Now the code is done so lets test our model with different parameter settings!

In [None]:
num_epochs = 6
verb = 0
#As in model, hidden layers have order (filters, kernel_size, stride, padding, pool)
#filters is the number of filters in the layer,
#the layer has kernels of shape kernel_size x kernel_size,
#stride is the stride length in each direction
#padding is the padding width in each direction. consider (kernel_size -1)/2
#pool is an indicator for pooling. 0 for convolution, 1 for pooling.

#filters, kernel_size, stride, padding, pool
hidden_layers = [
    [16,  5, 2, 2, 0],
    [16,  3, 1, 1, 0],
    [0,  3, 2, 1, 1],
    [32, 3, 1, 1, 0],
    [32, 3, 1, 1, 0],
    [64, 3, 2, 1, 0],
    [64, 3, 1, 1, 0],
]

In [None]:
trn_images.shape, trn_df.shape

In [None]:

model = cuda(Model(images.shape[2], hidden_layers = hidden_layers, num_outputs= int(num_keys + 1)))
x = train(trn_images, val_images, trn_df, val_df, epochs = num_epochs, verbosity = verb)
visualize()

## Now lets visualize the types of features the early layers of the model has learned

In [None]:
weights = tonumpy(model.first_layer.weight.data)

In [None]:
#Code adapted from https://gist.github.com/soply/f3eec2e79c165e39c9d540e916142ae1
def show_images(images, rows = 1, titles = None):
    """Display a list of images in a single figure with matplotlib.
    
    Parameters
    ---------
    images: List of np.arrays compatible with plt.imshow.
    
    rows
    titles: List of titles corresponding to each image.

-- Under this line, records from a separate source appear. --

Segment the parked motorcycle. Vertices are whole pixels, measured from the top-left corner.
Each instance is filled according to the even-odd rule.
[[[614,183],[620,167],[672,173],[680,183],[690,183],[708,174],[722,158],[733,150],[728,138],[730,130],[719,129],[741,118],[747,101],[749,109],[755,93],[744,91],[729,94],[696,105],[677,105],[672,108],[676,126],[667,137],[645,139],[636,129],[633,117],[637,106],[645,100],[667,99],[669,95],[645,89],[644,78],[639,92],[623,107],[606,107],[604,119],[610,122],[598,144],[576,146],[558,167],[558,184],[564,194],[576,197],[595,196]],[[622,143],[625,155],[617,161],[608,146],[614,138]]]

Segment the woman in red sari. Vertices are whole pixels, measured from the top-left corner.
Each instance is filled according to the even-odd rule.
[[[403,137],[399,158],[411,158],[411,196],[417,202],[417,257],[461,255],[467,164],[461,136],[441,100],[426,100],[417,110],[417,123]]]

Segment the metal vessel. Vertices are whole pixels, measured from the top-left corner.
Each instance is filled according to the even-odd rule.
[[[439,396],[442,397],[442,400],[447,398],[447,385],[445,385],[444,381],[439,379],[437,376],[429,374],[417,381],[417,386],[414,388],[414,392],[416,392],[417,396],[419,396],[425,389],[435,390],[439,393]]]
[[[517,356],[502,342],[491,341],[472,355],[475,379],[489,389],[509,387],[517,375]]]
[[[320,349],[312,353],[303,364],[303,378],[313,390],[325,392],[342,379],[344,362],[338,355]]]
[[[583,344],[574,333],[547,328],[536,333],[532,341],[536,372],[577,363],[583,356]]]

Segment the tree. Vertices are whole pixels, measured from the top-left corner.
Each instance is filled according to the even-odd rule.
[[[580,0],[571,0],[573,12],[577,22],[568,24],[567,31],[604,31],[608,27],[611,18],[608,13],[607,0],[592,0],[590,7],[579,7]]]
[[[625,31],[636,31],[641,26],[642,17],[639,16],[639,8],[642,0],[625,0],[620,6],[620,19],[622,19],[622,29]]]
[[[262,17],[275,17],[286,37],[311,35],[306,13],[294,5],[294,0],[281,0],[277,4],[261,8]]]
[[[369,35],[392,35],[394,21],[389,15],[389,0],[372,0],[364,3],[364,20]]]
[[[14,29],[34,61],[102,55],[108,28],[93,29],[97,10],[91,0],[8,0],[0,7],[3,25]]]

Must have
            the same length as titles.
    """
    assert((titles is None) or (len(images) == len(titles)))
    n_images = len(images)
    if titles is None: titles = ['Image (%d)' % i for i in range(1,n_images + 1)]
    fig = plt.figure()
    for n, (image, title) in enumerate(zip(images, titles)):
        a = fig.add_subplot(rows, np.ceil(n_images/float(rows)), n + 1)
        if image.ndim == 2:
            plt.gray()
        plt.imshow(image)
        a.set_title(title)
    fig.set_size_inches(np.array(fig.get_size_inches()) * n_images)
    plt.show()

## With a normal ML dataset we should see more reasonable learned features, I don't see the model learning much with our tiny training efforts though.

In [None]:
show_images([weight[0] for weight in weights], rows = 4)